I started playing Pentiment

A screenshot from Pentiment in which a man in medieval artist's clothes and a red hat looks up at a jester. Numerous other figures in jester clothing climb around the sailing ship.

This one I’m actually pretty close to the curve on! It only came out in December of last year, and while it’s sort of already run its course, I’m sure there’s still plenty of people working their with through it. I’ll talk about what I like so far — I just finished the first chapter  — without mentioning specific scenes. Spoilers, though (hehehe…).

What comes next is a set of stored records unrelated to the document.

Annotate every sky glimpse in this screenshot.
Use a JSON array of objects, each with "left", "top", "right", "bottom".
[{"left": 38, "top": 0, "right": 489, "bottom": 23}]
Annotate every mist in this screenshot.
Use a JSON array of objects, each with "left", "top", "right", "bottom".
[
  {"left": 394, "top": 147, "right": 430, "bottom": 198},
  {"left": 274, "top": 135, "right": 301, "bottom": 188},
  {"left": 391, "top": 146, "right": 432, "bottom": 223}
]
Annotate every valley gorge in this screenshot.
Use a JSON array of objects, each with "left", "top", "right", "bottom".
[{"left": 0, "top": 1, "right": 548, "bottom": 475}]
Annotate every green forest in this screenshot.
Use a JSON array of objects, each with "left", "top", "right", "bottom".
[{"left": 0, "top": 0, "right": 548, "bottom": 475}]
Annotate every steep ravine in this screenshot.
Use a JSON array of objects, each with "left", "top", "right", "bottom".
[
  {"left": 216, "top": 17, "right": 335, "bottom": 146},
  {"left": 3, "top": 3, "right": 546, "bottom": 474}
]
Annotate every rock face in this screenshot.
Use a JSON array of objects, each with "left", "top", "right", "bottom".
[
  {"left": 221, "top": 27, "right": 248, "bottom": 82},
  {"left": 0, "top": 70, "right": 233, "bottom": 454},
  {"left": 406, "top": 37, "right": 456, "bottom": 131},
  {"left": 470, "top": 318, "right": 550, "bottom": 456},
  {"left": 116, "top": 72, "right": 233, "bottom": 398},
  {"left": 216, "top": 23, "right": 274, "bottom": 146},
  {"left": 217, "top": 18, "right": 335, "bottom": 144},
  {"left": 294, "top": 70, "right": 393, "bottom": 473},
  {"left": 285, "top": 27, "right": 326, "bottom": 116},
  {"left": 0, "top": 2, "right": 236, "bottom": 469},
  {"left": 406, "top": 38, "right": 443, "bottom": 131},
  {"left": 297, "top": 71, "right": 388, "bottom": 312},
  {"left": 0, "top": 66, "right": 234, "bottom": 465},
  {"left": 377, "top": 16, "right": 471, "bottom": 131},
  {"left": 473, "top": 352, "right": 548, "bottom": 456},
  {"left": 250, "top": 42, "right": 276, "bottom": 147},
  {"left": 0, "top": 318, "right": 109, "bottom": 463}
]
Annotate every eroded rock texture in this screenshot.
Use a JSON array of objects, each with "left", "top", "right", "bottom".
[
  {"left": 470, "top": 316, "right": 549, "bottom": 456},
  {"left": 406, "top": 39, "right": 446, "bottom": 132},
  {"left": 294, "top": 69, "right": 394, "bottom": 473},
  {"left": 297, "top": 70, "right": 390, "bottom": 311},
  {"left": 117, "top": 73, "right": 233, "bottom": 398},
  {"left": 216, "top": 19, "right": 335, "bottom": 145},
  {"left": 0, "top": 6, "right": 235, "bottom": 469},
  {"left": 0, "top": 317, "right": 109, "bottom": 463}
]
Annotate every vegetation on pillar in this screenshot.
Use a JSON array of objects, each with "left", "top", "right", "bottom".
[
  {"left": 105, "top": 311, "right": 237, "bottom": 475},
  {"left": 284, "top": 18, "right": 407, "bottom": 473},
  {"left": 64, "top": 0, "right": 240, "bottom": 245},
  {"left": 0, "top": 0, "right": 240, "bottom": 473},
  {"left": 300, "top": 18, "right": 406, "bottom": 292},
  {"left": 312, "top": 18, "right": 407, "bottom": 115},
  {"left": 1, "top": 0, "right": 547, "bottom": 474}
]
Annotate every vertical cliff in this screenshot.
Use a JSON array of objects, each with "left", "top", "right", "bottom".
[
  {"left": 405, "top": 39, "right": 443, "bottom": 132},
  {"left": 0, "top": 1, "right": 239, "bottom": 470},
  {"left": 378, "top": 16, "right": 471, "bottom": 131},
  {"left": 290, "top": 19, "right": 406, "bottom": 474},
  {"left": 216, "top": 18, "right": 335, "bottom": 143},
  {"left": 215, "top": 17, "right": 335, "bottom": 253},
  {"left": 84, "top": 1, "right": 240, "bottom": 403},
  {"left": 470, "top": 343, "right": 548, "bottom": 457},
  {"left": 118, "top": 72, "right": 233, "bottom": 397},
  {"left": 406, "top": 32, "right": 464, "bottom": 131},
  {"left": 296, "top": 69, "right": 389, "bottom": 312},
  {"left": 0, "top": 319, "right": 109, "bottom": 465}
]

  1. Pentiment is, to quote Justin McElroy, “books-level boring.” For whatever reason though, in the last couple of years I’ve stopped enjoying games that try to be everything, and started enjoying them much more when they try to be one thing. If a game has an expansive open world, Gordian skill tree, hours of recorded dialogue, minigames (I’m looking at you, Gwent) — then uh-uh. I just don’t have the time to lose myself in a game world. I struggle enough to lose myself in this one. On the other hand, if a game leans into some really tight mechanics, that’s perfect. If a game has hardly any mechanics and lots of top-notch writing, I can get into that as well. Pentiment is in the latter camp.
  2. Another thing I’m glad we’ve sort of moved past in games: the idea that players need a strawman to paint their own identity onto. Andreas Maler, the main character in Pentiment, but also Aloy and Kratos and Isaac Clarke (old game but still). Games are just so much more enjoyable when I can center my experience around an actual character. I mean, where did the strawman thing even come from? I’ve only read one book in the second person (If on a winter’s night a traveler), and it was more interesting than good.
  3. Its art style is gorgeous. I’m not an illuminator, but it feels very well-researched, too.
  4. I played Citizen Sleeper last year because I had heard it was kind. Lots of games — lots of fiction — delight in making you suffer. That’s because good art is supposed to make you feel something, and the easiest thing to make a person feel is suffering. Much harder to let someone face suffering but choose hope. (Remember my Anna Laura Art print?) In a video game, where a sheet of glass literally separates you from the experience of the secondary world, writers have their work cut out for them. Pentiment is another one where, though it’s much tougher than Citizen Sleeper, I’ve never felt that anything in the game was meant to punish me for playing it. Mistakes are framed as moments, which ultimately get lost in bigger and bigger pictures.
  5. The babies of Pentiment are the cutest ever writ upon the page.

I’m having an extremely good time, but I also realized it might take a while to finish. I’ll try and update when I’m done, but I wanted to share my early thoughts!